4. **KB is the smartness.** Every analysis writes to KB; every analysis reads from it. The LLM gets smarter project-by-project.

## What's unique vs PaperQA / scanpy / FutureHouse / scverse / Aider

| | vaultlab | PaperQA2 | scanpy | FutureHouse | scverse | Aider |
|---|---|---|---|---|---|---|
| Wet-lab data analysis | ✓ | ✗ | ✓ | ✗ | ✓ | ✗ |
| Literature + citation verification | ✓ | ✓ | ✗ | ✓ | ✗ | ✗ |
| NotebookLM-style evidence retrieval | ✓ | partial | ✗ | ✗ | ✗ | ✗ |
| Manuscript drafting | ✓ | ✗ | ✗ | partial | ✗ | ✗ |
| **Slide deck output** | ✓ | ✗ | ✗ | ✗ | ✗ | ✗ |
| **Calendar / inbox context** | ✓ | ✗ | ✗ | ✗ | ✗ | ✗ |
| **Knowledge base (Obsidian)** | ✓ | ✗ | ✗ | ✗ | ✗ | ✗ |
| Local-first | ✓ | ✓ | ✓ | ✗ | ✓ | ✓ |
| Companion mode (not autonomous) | ✓ | partial | n/a | ✗ | n/a | ✓ |
| Claude-Code-native skill bundle | ✓ | ✗ | ✗ | ✗ | ✗ | partial |

No tool does all of these. **vaultlab's value is the combination** — wet-lab analysis (scverse-grade) + literature verification (PaperQA-grade) + manuscript + slides + life-context (calendar/inbox/docs) wired through Claude Code.

If you only need one piece, those tools are great. If you want a research companion, vaultlab is the only OSS option.
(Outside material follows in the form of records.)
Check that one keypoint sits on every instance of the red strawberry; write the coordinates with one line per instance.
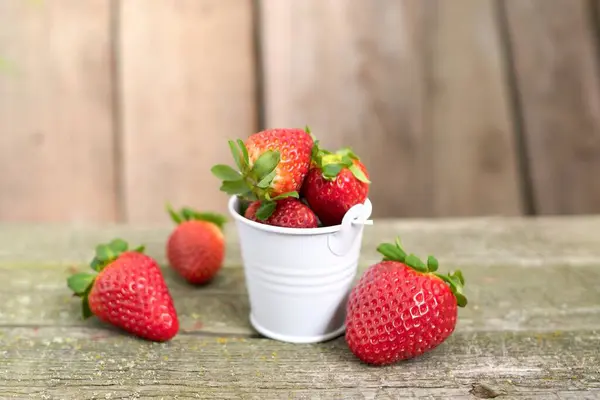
(334, 184)
(401, 307)
(128, 292)
(272, 165)
(196, 248)
(289, 213)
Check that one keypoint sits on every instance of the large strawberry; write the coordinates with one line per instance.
(288, 213)
(128, 291)
(196, 248)
(272, 165)
(335, 183)
(401, 307)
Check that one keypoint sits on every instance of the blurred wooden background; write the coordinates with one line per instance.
(464, 107)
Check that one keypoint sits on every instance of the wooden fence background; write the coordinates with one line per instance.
(109, 108)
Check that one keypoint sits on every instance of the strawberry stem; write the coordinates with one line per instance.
(454, 279)
(333, 163)
(188, 214)
(81, 283)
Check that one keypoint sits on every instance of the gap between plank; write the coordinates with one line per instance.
(516, 108)
(259, 98)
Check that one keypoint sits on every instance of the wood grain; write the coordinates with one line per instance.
(56, 137)
(556, 65)
(355, 74)
(187, 78)
(532, 243)
(395, 81)
(502, 297)
(80, 365)
(468, 115)
(531, 329)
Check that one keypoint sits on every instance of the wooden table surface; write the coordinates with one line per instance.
(531, 329)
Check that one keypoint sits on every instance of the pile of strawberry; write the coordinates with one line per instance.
(400, 308)
(284, 178)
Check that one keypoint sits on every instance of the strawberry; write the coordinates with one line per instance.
(196, 248)
(401, 307)
(128, 291)
(288, 213)
(335, 183)
(272, 165)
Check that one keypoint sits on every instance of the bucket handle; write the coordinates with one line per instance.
(355, 218)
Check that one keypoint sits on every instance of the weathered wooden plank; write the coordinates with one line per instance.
(68, 365)
(354, 74)
(467, 113)
(187, 76)
(56, 137)
(556, 65)
(394, 80)
(531, 242)
(502, 297)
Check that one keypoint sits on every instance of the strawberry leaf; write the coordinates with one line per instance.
(358, 173)
(455, 279)
(86, 312)
(415, 262)
(330, 171)
(266, 163)
(286, 195)
(118, 245)
(265, 210)
(391, 252)
(242, 146)
(215, 218)
(234, 187)
(432, 263)
(266, 181)
(235, 152)
(225, 173)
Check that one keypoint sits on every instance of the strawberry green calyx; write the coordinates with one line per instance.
(333, 163)
(188, 214)
(81, 283)
(454, 279)
(251, 182)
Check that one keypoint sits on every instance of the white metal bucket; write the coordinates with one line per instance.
(298, 280)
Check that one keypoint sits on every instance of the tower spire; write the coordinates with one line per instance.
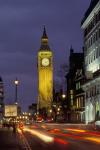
(44, 33)
(44, 40)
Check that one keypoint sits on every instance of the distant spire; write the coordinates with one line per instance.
(44, 41)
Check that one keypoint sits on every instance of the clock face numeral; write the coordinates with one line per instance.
(45, 62)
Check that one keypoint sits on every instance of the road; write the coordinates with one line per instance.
(60, 137)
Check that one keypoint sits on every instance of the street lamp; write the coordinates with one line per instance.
(16, 87)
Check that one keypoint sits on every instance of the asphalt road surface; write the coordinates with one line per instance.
(42, 137)
(50, 137)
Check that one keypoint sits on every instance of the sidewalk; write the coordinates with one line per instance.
(9, 140)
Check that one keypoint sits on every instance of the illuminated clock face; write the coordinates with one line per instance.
(45, 62)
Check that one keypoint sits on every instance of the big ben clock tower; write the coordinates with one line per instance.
(45, 74)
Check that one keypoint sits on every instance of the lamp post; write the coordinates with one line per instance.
(16, 88)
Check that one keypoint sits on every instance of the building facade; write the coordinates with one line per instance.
(1, 98)
(91, 28)
(75, 95)
(45, 74)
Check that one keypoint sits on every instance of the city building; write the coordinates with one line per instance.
(1, 98)
(91, 28)
(32, 109)
(75, 95)
(45, 74)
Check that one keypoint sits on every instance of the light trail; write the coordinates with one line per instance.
(93, 139)
(43, 137)
(76, 130)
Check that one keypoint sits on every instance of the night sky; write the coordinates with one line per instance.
(21, 28)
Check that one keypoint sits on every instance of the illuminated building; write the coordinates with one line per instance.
(45, 74)
(1, 97)
(75, 94)
(91, 28)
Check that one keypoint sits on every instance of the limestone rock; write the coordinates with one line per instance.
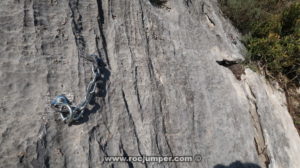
(163, 93)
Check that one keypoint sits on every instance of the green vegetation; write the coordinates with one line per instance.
(271, 30)
(272, 35)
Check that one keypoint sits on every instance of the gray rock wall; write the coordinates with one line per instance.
(163, 94)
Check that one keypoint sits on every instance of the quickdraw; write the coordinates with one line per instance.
(61, 104)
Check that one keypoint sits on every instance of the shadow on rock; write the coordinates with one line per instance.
(101, 92)
(238, 164)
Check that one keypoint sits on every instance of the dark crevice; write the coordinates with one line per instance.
(259, 140)
(150, 66)
(100, 24)
(136, 87)
(125, 155)
(235, 66)
(133, 123)
(158, 3)
(42, 159)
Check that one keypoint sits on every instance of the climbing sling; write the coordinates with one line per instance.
(61, 104)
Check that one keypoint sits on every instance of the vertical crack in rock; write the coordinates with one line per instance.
(77, 32)
(133, 123)
(42, 159)
(125, 155)
(136, 88)
(100, 24)
(259, 139)
(150, 65)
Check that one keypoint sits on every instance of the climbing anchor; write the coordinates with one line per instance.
(70, 113)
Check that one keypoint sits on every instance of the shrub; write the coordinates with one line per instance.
(272, 28)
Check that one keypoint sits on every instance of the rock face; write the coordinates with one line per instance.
(163, 93)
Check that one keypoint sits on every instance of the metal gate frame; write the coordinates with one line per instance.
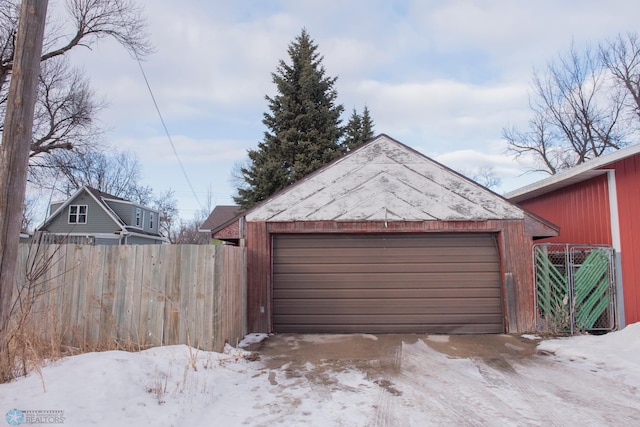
(574, 288)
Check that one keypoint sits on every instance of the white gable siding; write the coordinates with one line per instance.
(384, 180)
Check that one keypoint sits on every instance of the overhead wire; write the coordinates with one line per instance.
(166, 131)
(164, 126)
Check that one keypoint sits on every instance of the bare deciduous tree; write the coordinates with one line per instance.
(622, 58)
(116, 173)
(577, 114)
(66, 106)
(168, 206)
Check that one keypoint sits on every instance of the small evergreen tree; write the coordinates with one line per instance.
(303, 126)
(359, 130)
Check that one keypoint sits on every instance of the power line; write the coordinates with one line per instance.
(166, 131)
(155, 103)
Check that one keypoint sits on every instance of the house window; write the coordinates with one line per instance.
(77, 214)
(138, 217)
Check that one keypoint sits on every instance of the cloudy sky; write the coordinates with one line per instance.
(444, 77)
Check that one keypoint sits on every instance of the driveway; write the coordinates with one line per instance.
(417, 380)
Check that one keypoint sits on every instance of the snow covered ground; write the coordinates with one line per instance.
(584, 380)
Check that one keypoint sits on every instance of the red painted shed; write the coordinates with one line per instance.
(385, 239)
(597, 202)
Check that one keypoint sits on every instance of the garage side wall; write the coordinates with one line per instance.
(515, 257)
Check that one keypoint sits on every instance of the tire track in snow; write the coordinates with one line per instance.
(386, 402)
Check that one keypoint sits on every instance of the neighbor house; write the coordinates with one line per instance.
(221, 214)
(385, 239)
(597, 203)
(92, 217)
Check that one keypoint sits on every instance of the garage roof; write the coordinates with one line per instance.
(384, 180)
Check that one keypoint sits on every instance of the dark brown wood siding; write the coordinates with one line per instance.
(372, 283)
(513, 242)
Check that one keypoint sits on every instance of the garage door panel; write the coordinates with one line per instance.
(381, 307)
(443, 267)
(419, 328)
(386, 293)
(336, 241)
(387, 283)
(386, 255)
(386, 280)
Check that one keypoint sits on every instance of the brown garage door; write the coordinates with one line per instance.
(424, 283)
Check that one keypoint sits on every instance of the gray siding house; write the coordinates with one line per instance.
(93, 217)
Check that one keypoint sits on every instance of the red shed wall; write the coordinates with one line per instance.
(515, 254)
(581, 211)
(628, 190)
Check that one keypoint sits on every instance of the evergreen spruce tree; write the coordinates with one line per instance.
(303, 125)
(359, 130)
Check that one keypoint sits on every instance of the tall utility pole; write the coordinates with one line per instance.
(14, 150)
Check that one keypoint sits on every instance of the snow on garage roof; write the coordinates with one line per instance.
(384, 180)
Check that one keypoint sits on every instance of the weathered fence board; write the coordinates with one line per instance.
(147, 295)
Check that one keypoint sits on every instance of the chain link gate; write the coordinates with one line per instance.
(574, 288)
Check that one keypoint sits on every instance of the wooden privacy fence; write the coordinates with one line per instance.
(147, 295)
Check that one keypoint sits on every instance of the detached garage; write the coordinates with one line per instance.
(383, 240)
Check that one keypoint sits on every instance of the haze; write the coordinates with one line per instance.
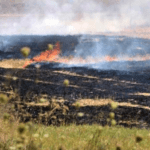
(72, 16)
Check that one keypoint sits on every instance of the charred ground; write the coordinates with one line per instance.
(132, 88)
(129, 88)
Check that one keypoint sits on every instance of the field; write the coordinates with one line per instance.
(51, 107)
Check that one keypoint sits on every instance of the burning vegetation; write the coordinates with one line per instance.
(81, 95)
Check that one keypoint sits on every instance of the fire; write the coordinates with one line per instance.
(48, 55)
(53, 56)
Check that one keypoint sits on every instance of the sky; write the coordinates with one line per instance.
(71, 16)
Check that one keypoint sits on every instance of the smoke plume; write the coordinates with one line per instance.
(71, 16)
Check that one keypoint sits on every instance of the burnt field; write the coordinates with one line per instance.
(92, 87)
(125, 82)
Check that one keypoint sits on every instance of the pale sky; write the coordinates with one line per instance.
(71, 16)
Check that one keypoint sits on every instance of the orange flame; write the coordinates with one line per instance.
(48, 55)
(53, 55)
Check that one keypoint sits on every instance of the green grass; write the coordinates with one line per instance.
(82, 137)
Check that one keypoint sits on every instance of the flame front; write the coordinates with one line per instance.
(53, 56)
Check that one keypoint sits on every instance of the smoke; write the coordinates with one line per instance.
(71, 16)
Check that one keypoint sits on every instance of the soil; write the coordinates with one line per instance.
(93, 89)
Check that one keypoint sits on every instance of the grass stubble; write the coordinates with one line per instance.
(16, 135)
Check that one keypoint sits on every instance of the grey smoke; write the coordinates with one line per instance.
(71, 16)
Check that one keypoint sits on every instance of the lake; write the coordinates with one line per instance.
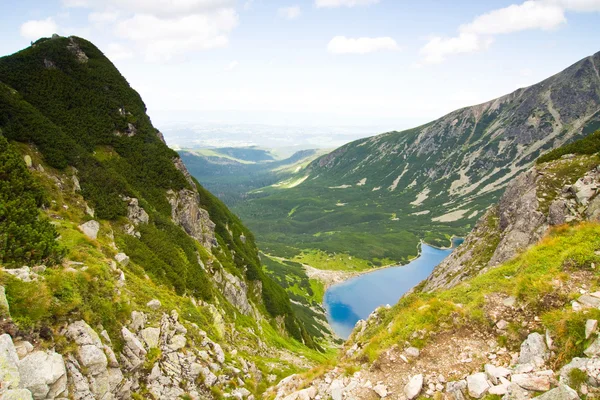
(356, 298)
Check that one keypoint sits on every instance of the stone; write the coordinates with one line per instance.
(477, 385)
(150, 336)
(594, 349)
(90, 229)
(44, 375)
(532, 382)
(122, 259)
(154, 304)
(9, 363)
(17, 394)
(412, 352)
(138, 319)
(23, 348)
(4, 307)
(381, 390)
(413, 387)
(591, 325)
(534, 350)
(562, 392)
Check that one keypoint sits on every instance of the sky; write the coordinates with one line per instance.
(380, 63)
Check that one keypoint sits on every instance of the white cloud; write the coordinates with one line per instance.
(289, 12)
(478, 34)
(232, 65)
(162, 39)
(116, 51)
(103, 17)
(36, 29)
(343, 3)
(515, 18)
(364, 45)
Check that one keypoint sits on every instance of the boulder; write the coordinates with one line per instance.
(534, 350)
(17, 394)
(591, 325)
(562, 392)
(477, 385)
(9, 364)
(413, 387)
(90, 229)
(44, 375)
(4, 308)
(154, 304)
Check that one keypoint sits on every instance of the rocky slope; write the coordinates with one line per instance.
(512, 314)
(120, 275)
(428, 182)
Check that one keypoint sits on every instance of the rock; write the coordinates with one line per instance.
(589, 301)
(138, 319)
(534, 350)
(532, 382)
(150, 336)
(154, 304)
(591, 325)
(412, 352)
(594, 349)
(477, 385)
(413, 387)
(17, 394)
(381, 390)
(4, 307)
(562, 392)
(9, 364)
(90, 229)
(23, 348)
(122, 259)
(44, 375)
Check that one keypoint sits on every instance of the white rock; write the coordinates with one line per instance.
(591, 325)
(477, 385)
(154, 304)
(90, 229)
(9, 364)
(414, 387)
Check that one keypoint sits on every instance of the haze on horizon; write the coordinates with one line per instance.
(314, 71)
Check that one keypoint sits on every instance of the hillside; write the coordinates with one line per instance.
(231, 173)
(511, 314)
(376, 198)
(121, 276)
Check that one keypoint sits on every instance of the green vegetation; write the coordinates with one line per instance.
(25, 236)
(561, 256)
(588, 145)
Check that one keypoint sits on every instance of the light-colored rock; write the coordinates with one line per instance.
(532, 382)
(9, 364)
(16, 394)
(534, 350)
(414, 386)
(154, 304)
(591, 325)
(4, 307)
(477, 385)
(562, 392)
(44, 375)
(150, 336)
(122, 259)
(90, 229)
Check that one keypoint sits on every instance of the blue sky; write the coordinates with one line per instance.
(317, 62)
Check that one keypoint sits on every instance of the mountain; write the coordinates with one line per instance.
(231, 173)
(121, 276)
(511, 314)
(376, 198)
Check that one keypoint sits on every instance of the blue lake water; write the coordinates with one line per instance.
(356, 298)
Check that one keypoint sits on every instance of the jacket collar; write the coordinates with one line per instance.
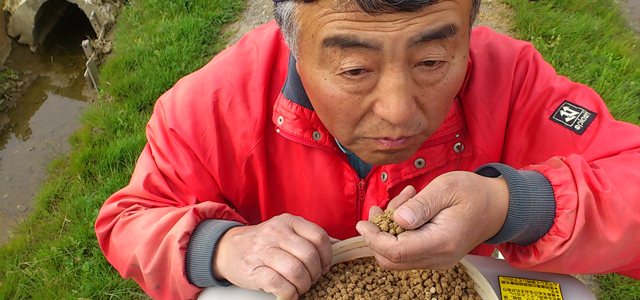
(294, 116)
(292, 88)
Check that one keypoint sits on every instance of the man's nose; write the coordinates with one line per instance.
(395, 97)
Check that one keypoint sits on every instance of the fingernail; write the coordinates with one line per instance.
(406, 214)
(406, 189)
(326, 269)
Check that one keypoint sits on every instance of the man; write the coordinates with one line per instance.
(259, 161)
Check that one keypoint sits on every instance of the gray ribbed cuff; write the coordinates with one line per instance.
(532, 204)
(200, 252)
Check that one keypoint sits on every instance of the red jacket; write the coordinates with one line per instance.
(217, 150)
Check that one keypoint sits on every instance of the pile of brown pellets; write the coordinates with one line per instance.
(363, 279)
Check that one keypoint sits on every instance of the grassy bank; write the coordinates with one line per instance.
(8, 86)
(589, 42)
(54, 255)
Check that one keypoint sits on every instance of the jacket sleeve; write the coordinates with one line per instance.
(144, 229)
(593, 169)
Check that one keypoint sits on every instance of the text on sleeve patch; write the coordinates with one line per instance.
(573, 116)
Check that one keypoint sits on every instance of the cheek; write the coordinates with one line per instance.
(337, 110)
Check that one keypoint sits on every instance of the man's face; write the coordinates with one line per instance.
(383, 84)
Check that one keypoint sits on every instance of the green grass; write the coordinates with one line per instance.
(8, 82)
(54, 254)
(589, 42)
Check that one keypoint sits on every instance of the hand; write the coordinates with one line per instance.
(282, 256)
(453, 214)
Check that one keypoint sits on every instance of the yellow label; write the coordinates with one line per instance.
(513, 288)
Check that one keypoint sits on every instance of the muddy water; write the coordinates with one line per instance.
(39, 126)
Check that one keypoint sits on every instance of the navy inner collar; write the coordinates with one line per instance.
(292, 88)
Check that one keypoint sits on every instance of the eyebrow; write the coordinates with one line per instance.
(348, 41)
(440, 33)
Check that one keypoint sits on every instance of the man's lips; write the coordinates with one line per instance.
(392, 143)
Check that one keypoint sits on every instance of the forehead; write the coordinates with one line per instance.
(323, 17)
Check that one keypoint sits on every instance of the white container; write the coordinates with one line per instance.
(485, 271)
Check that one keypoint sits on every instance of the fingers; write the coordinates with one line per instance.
(291, 270)
(418, 209)
(272, 282)
(406, 194)
(315, 248)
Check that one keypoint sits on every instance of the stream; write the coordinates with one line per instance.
(46, 114)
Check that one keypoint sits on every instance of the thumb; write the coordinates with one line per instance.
(415, 212)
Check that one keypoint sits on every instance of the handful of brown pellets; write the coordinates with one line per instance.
(364, 279)
(386, 223)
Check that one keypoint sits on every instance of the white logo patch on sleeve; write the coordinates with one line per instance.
(573, 116)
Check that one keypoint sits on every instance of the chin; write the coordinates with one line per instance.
(380, 159)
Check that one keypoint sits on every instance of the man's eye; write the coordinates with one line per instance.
(355, 72)
(430, 63)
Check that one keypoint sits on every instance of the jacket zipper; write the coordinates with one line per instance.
(360, 193)
(359, 203)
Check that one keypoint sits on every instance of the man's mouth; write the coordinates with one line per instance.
(393, 143)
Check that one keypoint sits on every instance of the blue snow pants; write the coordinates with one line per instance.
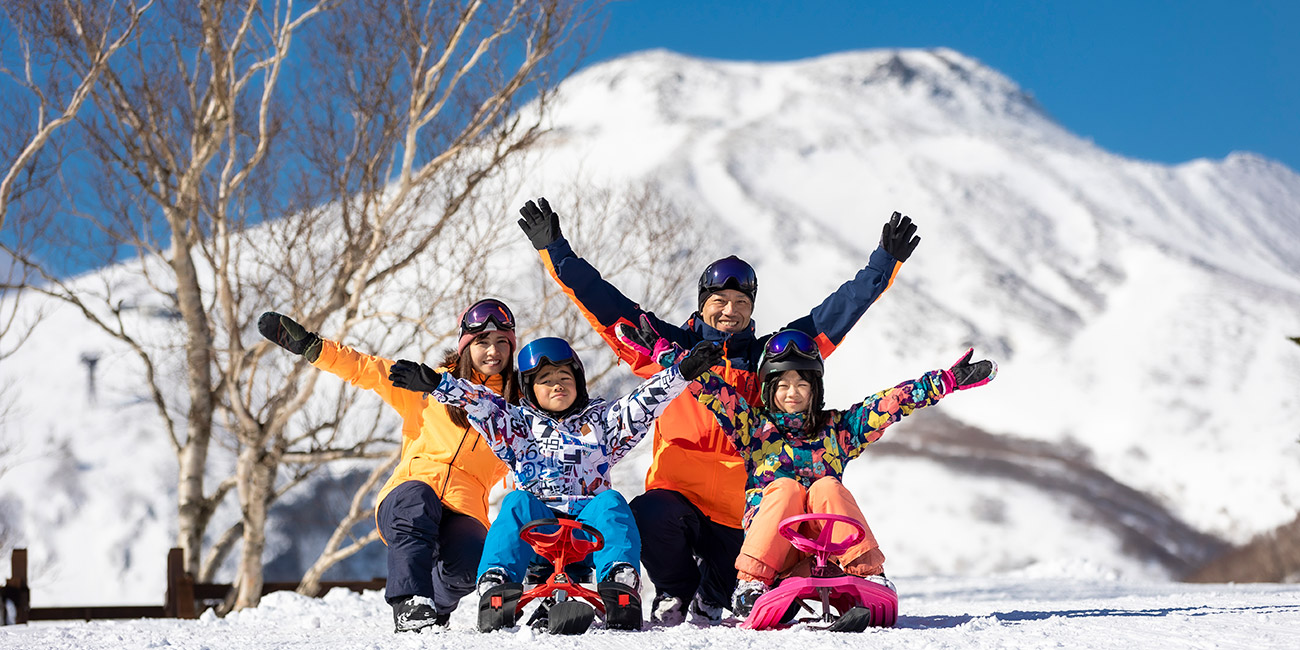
(433, 550)
(607, 512)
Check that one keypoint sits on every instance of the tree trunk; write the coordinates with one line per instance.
(255, 475)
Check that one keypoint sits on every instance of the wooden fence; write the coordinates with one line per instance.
(183, 599)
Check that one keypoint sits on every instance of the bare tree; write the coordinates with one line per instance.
(308, 159)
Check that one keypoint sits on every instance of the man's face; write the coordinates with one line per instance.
(727, 311)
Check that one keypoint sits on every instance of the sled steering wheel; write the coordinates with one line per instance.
(562, 546)
(823, 545)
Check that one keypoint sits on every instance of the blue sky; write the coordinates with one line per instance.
(1155, 79)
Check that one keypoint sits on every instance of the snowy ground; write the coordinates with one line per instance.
(1015, 611)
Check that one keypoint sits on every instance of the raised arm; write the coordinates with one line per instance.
(830, 321)
(601, 303)
(367, 372)
(502, 425)
(865, 423)
(629, 417)
(735, 416)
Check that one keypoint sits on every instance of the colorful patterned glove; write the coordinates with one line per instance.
(646, 341)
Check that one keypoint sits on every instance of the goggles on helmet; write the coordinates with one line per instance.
(729, 273)
(546, 350)
(791, 342)
(484, 313)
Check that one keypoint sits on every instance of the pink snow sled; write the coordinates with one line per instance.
(857, 602)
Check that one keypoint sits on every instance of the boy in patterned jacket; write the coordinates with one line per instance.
(560, 445)
(794, 451)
See [`docs/comparison.md`](docs/comparison.md) for the full positioning analysis.

## Demos

| Demo | Dataset | Time |
|---|---|---|
| [`examples/pbmc3k`](examples/pbmc3k/) | 3k PBMCs (scRNA-seq) | 2 min — Hello World |
| [`examples/visium_brain`](examples/visium_brain/) | 10x mouse brain Visium | 30 min — spatial transcriptomics |
| [`examples/codex_hubmap_tonsil`](examples/codex_hubmap_tonsil/) | HuBMAP tonsil CODEX | 30 min — flagship spatial imaging |

## Documentation

**Setup:**
- [`docs/setup-obsidian.md`](docs/setup-obsidian.md) — Obsidian + plugin walkthrough
- [`docs/setup-api-keys.md`](docs/setup-api-keys.md) — Anthropic + literature API keys
- [`docs/setup-google.md`](docs/setup-google.md) — Google ecosystem (Docs, Sheets, Drive, Gmail, Calendar)
- [`docs/setup-outlook-windows.md`](docs/setup-outlook-windows.md) — Outlook COM (Windows-only)

**Reference:**
- [`docs/architecture.md`](docs/architecture.md) — full architectural spec
- [`docs/use-cases.md`](docs/use-cases.md) — concrete examples of what vaultlab solves
- [`docs/comparison.md`](docs/comparison.md) — vs other tools

**Privacy & limits:**
- [`docs/data-privacy.md`](docs/data-privacy.md) — what data leaves your machine
- [`docs/compliance.md`](docs/compliance.md) — explicit non-HIPAA disclosure
- [`docs/long-term-reproducibility.md`](docs/long-term-reproducibility.md) — model-version philosophy
- [`docs/KNOWN_LIMITATIONS.md`](docs/KNOWN_LIMITATIONS.md) — honest failures

**For contributors:**
- [`CONTRIBUTING.md`](CONTRIBUTING.md) — how to contribute
- [`AGENTS.md`](AGENTS.md) — invariants and conventions
- [`CLAUDE.md`](CLAUDE.md) — entrypoint for Claude Code sessions
- [`INSPIRATIONS.md`](INSPIRATIONS.md) — what we drew from where (auditable lineage)

## Citation

See [`CITATION.cff`](CITATION.cff). Once v0.1.0 ships, the preferred citation is:

```bibtex
@software{ni_vaultlab_2026,
  author = {Ni, Bobby Y.X.},
  title  = {vaultlab: A research companion for biological scientists},
  year   = 2026,
  url    = {https://github.com/bobbyni819/vaultlab},
  version= {0.1.0}
}
```

## Privacy & compliance

vaultlab uses Anthropic's Claude API. **Prompt content is sent to Anthropic.** vaultlab is **NOT HIPAA-compliant.** Do **NOT** use with PHI/PII/IRB-restricted data. See [`docs/data-privacy.md`](docs/data-privacy.md).

When you opt into Google or Outlook integration, vaultlab also reads:
- Google Docs / Sheets / Drive content you authorize
- Gmail messages matching your search criteria
- Outlook calendar events + email subjects/bodies

This data may end up in prompts sent to Anthropic. **Do not enable Google/Outlook integration if your account contains PHI or institution-restricted data.** Each integration has its own scopes you can audit; see [`docs/data-privacy.md`](docs/data-privacy.md).

By using vaultlab, you take full responsibility for compliance with your institutional, IRB, IACUC, and regulatory obligations.

## Author

Bobby Y.X. Ni — Hickey Lab, Duke University Biomedical Engineering.

## License

[MIT](LICENSE) — anyone can use, modify, distribute, including commercial.